Four hours later six glum men sent for Mrs. Basher.
She lived in Wilmette and by the time she came by taxicab, early-morning April mist was lifting from everything and dull grays were bringing Chicago buildings into sharp relief against the sky.
Devan remembered her as a shy young thing. Basher had introduced her around the office when she had come up one day, but no one at Inland had ever become acquainted with her; the Bashers seemed to prefer their own company.

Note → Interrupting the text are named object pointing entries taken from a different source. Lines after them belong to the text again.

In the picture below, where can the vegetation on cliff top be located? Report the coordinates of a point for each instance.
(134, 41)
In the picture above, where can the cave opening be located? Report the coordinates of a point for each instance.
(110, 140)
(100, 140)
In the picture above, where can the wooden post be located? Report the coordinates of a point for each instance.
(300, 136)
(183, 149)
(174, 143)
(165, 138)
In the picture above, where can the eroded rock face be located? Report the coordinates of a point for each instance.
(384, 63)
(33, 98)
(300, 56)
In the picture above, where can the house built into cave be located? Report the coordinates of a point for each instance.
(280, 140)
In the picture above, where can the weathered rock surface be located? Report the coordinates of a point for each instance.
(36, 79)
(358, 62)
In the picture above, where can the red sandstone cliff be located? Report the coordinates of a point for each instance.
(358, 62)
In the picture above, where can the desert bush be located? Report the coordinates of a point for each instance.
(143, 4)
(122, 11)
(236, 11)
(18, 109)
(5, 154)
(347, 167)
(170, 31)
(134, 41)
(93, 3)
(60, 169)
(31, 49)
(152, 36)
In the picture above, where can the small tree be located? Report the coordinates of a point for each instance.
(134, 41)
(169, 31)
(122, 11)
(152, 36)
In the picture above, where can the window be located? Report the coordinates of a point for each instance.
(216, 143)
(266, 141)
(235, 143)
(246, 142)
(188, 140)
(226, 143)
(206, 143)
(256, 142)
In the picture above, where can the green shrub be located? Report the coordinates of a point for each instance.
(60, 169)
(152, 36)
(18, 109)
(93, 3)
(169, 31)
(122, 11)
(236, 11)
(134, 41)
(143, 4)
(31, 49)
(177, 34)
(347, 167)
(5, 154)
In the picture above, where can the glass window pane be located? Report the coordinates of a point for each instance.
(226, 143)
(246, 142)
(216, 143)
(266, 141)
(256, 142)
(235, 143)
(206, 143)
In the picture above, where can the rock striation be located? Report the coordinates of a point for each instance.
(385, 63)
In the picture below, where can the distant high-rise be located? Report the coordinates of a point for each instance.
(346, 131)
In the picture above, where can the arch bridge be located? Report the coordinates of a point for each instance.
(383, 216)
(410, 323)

He had forgotten she had red hair. Now the hair was much in evidence as were the question marks in her eyes as the six of them tried to tell her what happened, explaining how much of a secret it all was, how Basher had chosen the short straw, how he had wanted to go.
She didn’t believe a word of it. And to make matters worse, when Orcutt tried to show her how his hand could disappear in the Needle’s Eye, it didn’t disappear.